A inteligência artificial não dominará o mundo, mas pode descobrir medicamentos
08-11-2017 - 06:44
 • Elsa Araújo Rodrigues

Doenças como o cancro e o Alzheimer podem ter novos tratamentos pondo as máquinas à procura de soluções. É o trabalho de Jérôme Pesenti, presidente da BenevolentAI. Uma conversa com a Renascença na Web Summit.


Máquinas, robôs e sobretudo algoritmos que “pensam” por si próprios. É essencialmente disso que se fala quando se fala de inteligência artificial (IA), um dos temas mais debatidos na Web Summit deste ano, que começou esta segunda-feira em Lisboa. Os computadores vão mesmo “mandar” nos humanos? Não, garante Jérôme Pesenti, presidente da BenevolentAI.

Esta empresa britânica, com sede em Londres, desenvolve sistemas de inteligência artificial para ajudar os cientistas a criarem medicamentos para tratar doenças como o cancro ou o Alzheimer.

Pesenti, que esteve no desenvolvimento do popular projecto Watson da IBM, foi um dos oradores em destaque na conferência de tecnologia, onde apresentou algumas das formas como a inteligência artificial já está a mudar a forma como vivemos.

Em entrevista à Renascença, explicou porque é que um erro pensar que a IA vai passar a governar os destinos do homem. Mas, afinal, de que forma é que a IA está a mudar o mundo? Jérôme Pesenti deu cinco respostas optimistas, ou não tivesse chamado à sua empresa “benevolente” – porque acredita numa utilização positiva da inteligência artificial.

A sua empresa tem um nome curioso para uma tecnológica. Representa uma visão positiva da inteligência artificial.

A BenevolentAI [qualquer coisa como "inteligência artificial benevolente", em tradução literal] tenta usar a inteligência artificial para acelerar as descobertas científicas. Usamos a palavra benevolente porque acreditamos que facilitar e ajudar a ciência é uma coisa boa para a humanidade. E a primeira coisa na qual nos estamos a focar é em arranjar novos tratamentos para doenças, novos medicamentos, fazer testes clínicos e colocá-los no mercado.

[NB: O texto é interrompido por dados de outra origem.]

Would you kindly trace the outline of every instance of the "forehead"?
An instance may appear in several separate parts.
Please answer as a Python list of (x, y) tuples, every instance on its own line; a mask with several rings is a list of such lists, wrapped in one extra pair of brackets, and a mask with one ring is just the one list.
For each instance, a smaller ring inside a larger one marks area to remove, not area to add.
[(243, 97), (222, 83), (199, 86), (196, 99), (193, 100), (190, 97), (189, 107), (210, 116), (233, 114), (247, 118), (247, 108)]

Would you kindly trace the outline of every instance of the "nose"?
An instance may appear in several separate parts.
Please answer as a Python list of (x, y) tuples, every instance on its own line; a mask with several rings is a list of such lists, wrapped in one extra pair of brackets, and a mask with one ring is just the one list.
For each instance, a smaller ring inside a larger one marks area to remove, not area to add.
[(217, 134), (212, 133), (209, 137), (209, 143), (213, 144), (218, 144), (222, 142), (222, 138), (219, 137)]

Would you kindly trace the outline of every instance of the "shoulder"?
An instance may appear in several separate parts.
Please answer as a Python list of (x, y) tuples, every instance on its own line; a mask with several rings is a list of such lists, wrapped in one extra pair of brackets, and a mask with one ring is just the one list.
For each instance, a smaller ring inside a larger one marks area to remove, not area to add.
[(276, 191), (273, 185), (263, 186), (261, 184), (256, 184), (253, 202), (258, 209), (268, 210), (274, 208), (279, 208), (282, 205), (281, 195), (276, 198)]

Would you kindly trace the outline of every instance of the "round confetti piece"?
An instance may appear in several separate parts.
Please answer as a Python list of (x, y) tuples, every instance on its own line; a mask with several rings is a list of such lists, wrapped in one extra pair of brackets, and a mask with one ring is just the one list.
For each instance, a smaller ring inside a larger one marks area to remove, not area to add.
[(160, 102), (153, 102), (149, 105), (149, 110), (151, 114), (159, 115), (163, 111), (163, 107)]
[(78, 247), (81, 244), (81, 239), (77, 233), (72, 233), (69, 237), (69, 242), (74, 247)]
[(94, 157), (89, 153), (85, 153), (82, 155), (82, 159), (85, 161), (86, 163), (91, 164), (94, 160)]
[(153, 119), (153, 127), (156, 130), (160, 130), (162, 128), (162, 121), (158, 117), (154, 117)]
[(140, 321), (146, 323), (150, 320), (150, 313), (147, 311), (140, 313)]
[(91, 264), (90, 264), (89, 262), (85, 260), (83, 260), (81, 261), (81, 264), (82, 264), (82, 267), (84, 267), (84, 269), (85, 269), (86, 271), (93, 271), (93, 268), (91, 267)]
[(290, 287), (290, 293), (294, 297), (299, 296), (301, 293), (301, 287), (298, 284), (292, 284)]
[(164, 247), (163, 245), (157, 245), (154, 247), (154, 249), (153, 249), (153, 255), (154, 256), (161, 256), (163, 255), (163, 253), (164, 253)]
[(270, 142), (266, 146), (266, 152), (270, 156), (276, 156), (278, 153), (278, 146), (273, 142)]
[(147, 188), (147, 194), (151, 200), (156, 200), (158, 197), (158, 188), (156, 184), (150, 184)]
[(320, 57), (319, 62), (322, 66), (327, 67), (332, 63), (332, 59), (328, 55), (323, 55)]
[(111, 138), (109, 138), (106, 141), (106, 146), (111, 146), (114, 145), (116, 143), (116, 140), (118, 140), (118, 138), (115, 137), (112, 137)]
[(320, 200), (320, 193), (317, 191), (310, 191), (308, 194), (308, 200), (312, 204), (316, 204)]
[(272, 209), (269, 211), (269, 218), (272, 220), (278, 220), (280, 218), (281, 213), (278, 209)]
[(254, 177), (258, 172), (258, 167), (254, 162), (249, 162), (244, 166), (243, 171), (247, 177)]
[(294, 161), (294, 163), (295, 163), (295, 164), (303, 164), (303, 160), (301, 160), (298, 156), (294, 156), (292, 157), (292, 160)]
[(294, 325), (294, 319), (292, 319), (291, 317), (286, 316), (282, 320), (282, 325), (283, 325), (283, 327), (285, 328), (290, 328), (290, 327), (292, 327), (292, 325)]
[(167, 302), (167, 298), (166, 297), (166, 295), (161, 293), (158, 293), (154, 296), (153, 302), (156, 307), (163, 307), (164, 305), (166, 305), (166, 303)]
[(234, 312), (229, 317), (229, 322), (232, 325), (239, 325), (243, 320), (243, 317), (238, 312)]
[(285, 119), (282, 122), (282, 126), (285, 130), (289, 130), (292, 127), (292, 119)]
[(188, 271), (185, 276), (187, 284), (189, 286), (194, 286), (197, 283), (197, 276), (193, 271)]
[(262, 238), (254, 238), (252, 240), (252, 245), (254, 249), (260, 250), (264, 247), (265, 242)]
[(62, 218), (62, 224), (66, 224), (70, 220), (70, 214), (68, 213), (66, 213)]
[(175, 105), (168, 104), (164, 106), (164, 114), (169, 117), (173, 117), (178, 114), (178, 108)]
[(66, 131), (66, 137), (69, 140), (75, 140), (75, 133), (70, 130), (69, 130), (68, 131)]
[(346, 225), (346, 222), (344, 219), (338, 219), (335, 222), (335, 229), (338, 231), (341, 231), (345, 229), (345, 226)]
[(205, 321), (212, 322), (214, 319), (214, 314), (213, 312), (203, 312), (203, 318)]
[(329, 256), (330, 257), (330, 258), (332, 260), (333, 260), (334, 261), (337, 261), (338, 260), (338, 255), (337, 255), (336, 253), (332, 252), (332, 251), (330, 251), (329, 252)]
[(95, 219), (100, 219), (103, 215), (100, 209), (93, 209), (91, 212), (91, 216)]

Antes de falarmos com mais detalhe do que faz a sua empresa, terminou a sua apresentação com um pedido de esperança. Pediu: não tenham medo da IA. A inteligência artificial vai mesmo beneficiar a humanidade e ser benevolente para todos?

Como qualquer outra tecnologia disruptiva, a inteligência artificial não é em si mesma boa nem má. É uma força com a qual temos de lidar. No nosso caso, focamo-nos no lado bom da inteligência artificial e tentamos tirar o melhor partido dele.

Na apresentação, falou em cinco formas com a inteligência artificial está a mudar o mundo.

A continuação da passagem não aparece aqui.